Ya. Valentine, hari kasih sayang, memang ada setiap pagi. Tanpa kita sadari. Saat dosen kita memaklumkan keterlambatan kita karena melihat mata kita yang masih bengkak, itu adalah kasih sayang. Ketika temanmu meminjamimu pena saat kamu mau mengisi absensi dan tidak bawa pena, itu juga kasih sayang. Kita berpikir terlalu jauh dalam mencerna kasih sayang. Kasih sayang, sekecil apa pun bentuknya, sesederhana apa pun perwujudannya, adalah sesuatu yang patut kita syukuri karena kasih sayang adalah sebuah anugerah.

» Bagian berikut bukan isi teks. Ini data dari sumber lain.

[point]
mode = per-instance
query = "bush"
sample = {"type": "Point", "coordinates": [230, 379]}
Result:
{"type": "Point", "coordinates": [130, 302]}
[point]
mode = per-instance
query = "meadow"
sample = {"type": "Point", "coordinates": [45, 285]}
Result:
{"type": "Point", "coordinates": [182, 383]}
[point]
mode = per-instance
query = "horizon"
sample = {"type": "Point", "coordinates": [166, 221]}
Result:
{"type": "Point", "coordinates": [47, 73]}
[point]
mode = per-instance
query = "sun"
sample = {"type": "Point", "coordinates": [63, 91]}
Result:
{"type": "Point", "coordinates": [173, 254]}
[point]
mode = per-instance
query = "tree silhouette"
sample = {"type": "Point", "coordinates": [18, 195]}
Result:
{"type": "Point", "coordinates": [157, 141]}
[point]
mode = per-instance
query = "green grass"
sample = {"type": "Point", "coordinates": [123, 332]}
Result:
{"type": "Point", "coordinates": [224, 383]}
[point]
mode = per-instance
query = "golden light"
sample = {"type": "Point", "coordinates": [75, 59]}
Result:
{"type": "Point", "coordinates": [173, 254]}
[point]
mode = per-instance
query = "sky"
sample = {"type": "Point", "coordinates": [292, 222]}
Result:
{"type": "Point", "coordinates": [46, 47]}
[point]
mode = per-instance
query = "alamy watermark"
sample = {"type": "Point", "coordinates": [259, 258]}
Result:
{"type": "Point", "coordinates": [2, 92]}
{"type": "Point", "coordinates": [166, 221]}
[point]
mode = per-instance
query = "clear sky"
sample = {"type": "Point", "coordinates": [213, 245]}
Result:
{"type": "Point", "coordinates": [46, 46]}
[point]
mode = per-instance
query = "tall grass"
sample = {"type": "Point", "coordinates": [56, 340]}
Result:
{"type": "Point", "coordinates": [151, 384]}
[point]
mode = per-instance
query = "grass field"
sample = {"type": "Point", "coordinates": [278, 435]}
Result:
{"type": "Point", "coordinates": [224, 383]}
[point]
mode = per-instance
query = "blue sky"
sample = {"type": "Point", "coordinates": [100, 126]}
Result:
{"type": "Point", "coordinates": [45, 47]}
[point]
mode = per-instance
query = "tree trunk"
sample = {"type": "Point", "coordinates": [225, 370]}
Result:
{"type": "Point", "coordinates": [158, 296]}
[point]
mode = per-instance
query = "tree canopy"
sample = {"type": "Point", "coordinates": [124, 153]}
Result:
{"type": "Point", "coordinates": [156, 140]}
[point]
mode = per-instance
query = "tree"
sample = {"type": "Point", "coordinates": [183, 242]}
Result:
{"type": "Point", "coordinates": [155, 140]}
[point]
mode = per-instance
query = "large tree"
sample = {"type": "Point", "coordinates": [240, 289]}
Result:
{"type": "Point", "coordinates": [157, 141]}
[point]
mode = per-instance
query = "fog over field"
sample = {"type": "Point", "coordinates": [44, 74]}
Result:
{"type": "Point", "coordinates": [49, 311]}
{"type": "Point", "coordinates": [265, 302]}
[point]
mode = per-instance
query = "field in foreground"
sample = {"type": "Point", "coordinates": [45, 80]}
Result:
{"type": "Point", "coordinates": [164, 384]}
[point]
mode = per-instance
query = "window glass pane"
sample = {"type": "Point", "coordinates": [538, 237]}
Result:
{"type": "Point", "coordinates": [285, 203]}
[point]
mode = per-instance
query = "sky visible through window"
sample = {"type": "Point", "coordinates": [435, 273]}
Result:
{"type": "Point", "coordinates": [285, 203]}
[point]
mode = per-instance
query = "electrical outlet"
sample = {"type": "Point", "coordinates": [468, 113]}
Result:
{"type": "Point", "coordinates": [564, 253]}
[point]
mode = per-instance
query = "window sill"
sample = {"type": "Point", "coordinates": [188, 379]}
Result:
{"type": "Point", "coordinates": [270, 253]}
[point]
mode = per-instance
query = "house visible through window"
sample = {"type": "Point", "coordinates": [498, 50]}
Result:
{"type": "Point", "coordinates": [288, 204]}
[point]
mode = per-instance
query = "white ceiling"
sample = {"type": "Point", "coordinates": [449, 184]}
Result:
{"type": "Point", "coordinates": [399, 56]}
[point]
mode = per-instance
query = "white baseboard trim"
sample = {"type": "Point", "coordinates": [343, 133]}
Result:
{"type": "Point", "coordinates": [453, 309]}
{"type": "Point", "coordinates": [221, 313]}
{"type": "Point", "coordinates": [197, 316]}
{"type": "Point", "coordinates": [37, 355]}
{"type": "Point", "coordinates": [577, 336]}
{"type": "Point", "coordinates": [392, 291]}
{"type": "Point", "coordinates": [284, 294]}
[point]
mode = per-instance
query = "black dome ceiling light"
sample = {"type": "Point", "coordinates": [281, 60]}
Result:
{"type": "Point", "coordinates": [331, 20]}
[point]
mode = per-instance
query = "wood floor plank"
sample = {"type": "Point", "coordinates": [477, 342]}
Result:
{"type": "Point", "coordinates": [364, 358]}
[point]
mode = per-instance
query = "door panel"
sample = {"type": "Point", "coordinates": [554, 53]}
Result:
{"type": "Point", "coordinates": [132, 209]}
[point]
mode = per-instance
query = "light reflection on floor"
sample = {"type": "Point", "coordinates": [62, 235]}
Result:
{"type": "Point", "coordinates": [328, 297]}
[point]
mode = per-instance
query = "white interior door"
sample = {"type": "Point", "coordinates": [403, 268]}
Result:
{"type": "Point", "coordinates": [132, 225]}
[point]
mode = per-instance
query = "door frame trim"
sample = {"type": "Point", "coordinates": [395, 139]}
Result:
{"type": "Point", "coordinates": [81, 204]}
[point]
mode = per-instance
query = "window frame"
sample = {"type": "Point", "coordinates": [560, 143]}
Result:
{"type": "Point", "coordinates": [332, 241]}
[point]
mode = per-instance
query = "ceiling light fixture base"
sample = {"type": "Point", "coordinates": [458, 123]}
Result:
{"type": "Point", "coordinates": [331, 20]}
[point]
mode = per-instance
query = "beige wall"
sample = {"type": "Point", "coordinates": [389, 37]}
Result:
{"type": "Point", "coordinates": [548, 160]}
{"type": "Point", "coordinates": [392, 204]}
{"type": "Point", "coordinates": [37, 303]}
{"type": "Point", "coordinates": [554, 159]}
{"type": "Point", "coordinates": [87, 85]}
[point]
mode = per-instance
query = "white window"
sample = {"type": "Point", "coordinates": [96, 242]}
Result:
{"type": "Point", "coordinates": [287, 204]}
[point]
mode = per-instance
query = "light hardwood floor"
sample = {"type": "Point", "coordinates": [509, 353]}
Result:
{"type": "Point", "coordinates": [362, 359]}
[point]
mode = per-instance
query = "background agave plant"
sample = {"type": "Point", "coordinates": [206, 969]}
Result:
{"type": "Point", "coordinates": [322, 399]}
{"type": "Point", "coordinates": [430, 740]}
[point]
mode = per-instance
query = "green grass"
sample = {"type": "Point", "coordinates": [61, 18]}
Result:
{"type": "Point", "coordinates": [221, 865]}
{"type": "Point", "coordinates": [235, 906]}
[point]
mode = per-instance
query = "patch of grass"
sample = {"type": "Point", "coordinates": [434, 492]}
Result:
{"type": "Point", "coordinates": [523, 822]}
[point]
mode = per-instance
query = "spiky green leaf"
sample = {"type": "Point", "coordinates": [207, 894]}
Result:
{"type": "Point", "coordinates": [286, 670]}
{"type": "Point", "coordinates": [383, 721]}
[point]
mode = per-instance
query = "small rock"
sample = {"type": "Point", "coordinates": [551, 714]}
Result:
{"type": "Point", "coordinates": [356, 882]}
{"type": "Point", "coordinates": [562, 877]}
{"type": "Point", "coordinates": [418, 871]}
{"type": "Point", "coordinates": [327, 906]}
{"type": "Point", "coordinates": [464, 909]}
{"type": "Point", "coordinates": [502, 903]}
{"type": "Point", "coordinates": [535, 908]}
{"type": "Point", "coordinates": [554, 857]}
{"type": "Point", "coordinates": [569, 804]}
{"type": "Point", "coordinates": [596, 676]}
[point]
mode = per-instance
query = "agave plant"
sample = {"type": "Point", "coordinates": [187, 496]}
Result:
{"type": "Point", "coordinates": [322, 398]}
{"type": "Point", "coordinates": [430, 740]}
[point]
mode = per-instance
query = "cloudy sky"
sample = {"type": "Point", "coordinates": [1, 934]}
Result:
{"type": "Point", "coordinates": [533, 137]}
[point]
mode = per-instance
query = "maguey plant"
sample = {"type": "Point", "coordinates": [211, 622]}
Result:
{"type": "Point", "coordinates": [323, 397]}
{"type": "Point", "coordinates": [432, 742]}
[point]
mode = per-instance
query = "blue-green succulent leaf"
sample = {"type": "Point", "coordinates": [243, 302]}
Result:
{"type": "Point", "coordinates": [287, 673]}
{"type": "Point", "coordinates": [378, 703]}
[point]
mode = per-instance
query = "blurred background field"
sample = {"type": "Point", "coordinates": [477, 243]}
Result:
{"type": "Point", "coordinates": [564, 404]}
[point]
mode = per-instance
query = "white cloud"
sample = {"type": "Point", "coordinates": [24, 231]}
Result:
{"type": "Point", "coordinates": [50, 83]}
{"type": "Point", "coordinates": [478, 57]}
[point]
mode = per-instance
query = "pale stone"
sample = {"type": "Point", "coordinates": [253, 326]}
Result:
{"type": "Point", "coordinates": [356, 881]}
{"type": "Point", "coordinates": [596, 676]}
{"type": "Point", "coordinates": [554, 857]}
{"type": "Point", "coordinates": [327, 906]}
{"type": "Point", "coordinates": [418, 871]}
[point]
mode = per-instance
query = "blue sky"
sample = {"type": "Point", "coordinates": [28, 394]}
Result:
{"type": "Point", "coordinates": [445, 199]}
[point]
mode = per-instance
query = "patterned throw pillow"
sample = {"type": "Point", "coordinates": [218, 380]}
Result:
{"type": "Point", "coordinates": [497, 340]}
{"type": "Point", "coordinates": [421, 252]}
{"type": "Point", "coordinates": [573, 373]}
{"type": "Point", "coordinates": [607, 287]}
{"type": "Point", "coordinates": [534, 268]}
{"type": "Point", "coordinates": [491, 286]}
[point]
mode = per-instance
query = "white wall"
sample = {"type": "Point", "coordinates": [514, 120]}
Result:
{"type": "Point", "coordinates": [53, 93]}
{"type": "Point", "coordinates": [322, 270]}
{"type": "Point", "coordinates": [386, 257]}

Valentine dan orang-orang bodoh yang merayakannya dengan coklat juga merupakan anugerah besar bagi para petani kokoa. Dan indonesia adalah penghasil kokoa ketiga terbesar di dunia setelah Pantai Gading dan Ghana dengan produksi biji kakao sebesar 490.000 ton per tahun. Indonesia, dengan hasil kokoa sebesar itu, merupakan penghasil biji kokoa terbesar se Asia-Pasifik. Tentu saja omset petani kokoa  naik beratus-ratus persen banyaknya saat mendekati hari valentine. Ada hikmah di balik kebodohan-kebodohan. Tenang saja.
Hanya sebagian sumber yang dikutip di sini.